On the flip side of that, every TMZ ambush at the airport or 22 minutes of "First Take" on Johnny's trip to Vegas makes it that much harder for the rest of us in the media to do our jobs. But we keep trying anyway, sticking to our side of the unwritten bargain.
When a player or someone else doesn't uphold their end, it irks people because it denies them an opportunity to do their work.

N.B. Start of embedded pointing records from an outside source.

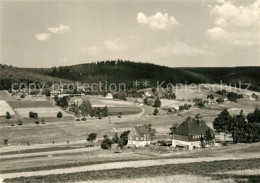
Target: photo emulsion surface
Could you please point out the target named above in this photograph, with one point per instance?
(122, 91)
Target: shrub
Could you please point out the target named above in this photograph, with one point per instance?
(106, 143)
(220, 100)
(210, 96)
(20, 122)
(59, 115)
(155, 112)
(8, 116)
(5, 141)
(92, 137)
(157, 103)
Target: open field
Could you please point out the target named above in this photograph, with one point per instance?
(74, 162)
(194, 168)
(43, 112)
(4, 107)
(29, 104)
(21, 108)
(114, 106)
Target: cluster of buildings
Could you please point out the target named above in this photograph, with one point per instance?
(188, 135)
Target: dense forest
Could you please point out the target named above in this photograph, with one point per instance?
(127, 72)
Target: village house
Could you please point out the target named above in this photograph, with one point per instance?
(139, 101)
(109, 96)
(139, 136)
(188, 134)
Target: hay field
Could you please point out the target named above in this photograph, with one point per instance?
(42, 111)
(4, 107)
(29, 104)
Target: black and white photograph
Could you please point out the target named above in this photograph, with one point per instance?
(122, 91)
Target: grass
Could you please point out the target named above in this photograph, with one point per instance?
(4, 107)
(29, 104)
(91, 162)
(199, 168)
(48, 149)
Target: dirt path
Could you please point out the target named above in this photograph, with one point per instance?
(115, 165)
(48, 153)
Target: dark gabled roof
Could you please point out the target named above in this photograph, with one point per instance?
(191, 127)
(141, 130)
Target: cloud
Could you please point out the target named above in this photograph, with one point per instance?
(92, 50)
(178, 49)
(42, 36)
(59, 30)
(216, 33)
(158, 21)
(115, 45)
(234, 24)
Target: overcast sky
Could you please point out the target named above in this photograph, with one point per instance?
(197, 33)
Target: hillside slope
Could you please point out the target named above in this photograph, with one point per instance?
(124, 72)
(127, 72)
(10, 75)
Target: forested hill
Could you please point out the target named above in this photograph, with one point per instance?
(10, 75)
(231, 75)
(127, 72)
(123, 72)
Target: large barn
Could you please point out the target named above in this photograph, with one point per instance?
(139, 136)
(189, 134)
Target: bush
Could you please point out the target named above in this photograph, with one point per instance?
(5, 141)
(232, 96)
(220, 100)
(33, 115)
(59, 115)
(106, 143)
(155, 112)
(20, 122)
(210, 96)
(157, 103)
(8, 116)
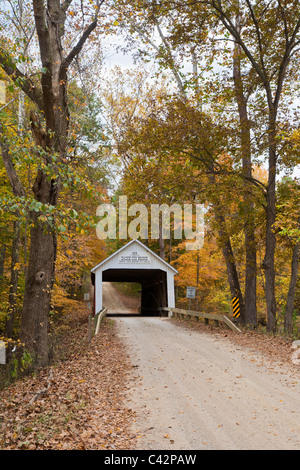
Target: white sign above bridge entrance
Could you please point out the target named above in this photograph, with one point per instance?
(144, 263)
(136, 258)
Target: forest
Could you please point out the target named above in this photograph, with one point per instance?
(164, 102)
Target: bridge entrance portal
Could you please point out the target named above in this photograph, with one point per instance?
(137, 263)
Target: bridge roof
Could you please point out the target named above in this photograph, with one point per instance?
(134, 255)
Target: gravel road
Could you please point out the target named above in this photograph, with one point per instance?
(194, 391)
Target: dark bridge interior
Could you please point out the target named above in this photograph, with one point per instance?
(154, 286)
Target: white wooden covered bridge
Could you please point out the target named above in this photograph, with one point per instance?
(135, 262)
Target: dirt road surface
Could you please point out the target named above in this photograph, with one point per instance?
(193, 391)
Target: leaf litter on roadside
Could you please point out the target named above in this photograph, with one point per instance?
(78, 403)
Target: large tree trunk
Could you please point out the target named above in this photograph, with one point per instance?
(269, 260)
(37, 295)
(288, 319)
(249, 231)
(13, 289)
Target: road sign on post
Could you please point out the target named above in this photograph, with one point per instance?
(236, 312)
(190, 294)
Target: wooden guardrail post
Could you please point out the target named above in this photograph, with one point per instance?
(206, 316)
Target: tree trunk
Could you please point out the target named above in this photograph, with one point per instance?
(269, 260)
(2, 261)
(13, 289)
(288, 319)
(249, 231)
(37, 295)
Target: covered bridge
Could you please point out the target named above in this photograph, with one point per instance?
(135, 262)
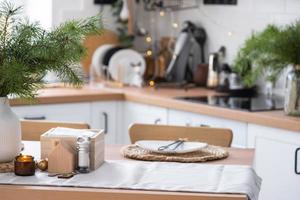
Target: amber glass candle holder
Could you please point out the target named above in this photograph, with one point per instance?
(24, 165)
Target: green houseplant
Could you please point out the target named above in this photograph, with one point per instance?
(27, 53)
(269, 52)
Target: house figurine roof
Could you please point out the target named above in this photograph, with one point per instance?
(62, 158)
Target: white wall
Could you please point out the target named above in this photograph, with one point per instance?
(73, 9)
(40, 11)
(50, 13)
(240, 20)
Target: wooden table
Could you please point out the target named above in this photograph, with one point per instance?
(112, 152)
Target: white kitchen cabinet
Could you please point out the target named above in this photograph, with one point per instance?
(140, 113)
(239, 129)
(104, 116)
(275, 161)
(70, 112)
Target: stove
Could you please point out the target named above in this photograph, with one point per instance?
(256, 103)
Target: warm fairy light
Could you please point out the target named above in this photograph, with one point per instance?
(175, 25)
(151, 83)
(148, 39)
(162, 13)
(149, 53)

Manziel's been hounded by the media for a long time now. It's made him pretty savvy in his dealings with it. He bemoaned signing things in cover stories for "Sports Illustrated" and "ESPN the Magazine" right before news of his autograph scandal broke. Texas A&M kept him away from the press until he had a shot at the Heisman, at which point he spoke up and charmed everyone. It was a similar scene at last year's SEC media days -- recounted here by Spencer Hall -- which happened not long after the Manning Passing Academy incident.
I thought about that during my second encounter with Manziel on Saturday. Detroit Lions tight end Eric Ebron was interviewing his fellow rookies for our production. He found Manziel and Mike Evans sitting in one of the tents along the field. Before Ebron could ask a few jovial, non-threatening questions of the Browns rookie quarterback, we were chased away by one of Manziel's handlers.
We asked why Ebron and the rest of us had to stop taping Manziel and move along.
That's all we got for an explanation.
Shut down! https://t.co/zzyBaC9juI— ryan van bibber (@justRVB) May 31, 2014
Rubbed the wrong way, I'm still pulling for Johnny Manziel to find success in the NFL. The way he plays the game makes him fun to watch, and the NFL desperately needs more fun to break up up the structured monotony that naturally comes with being a multi-billion dollar international entertainment corporation.
It would be easy to crank out a sermon about a player who's yet to take a snap in an NFL game closing himself off from the media. But the truth is it would still be bad form for an established star to do the same thing.
Manziel's marketing team (the same outfit that handles LeBron James) does a great job for its client. His brand's going to take a hit if he's so tightly managed that one of his fellow players has to settle for a hand under the table. Hamburger commercials and shoe ads will not change the absurd narrative defining the superstar rookie.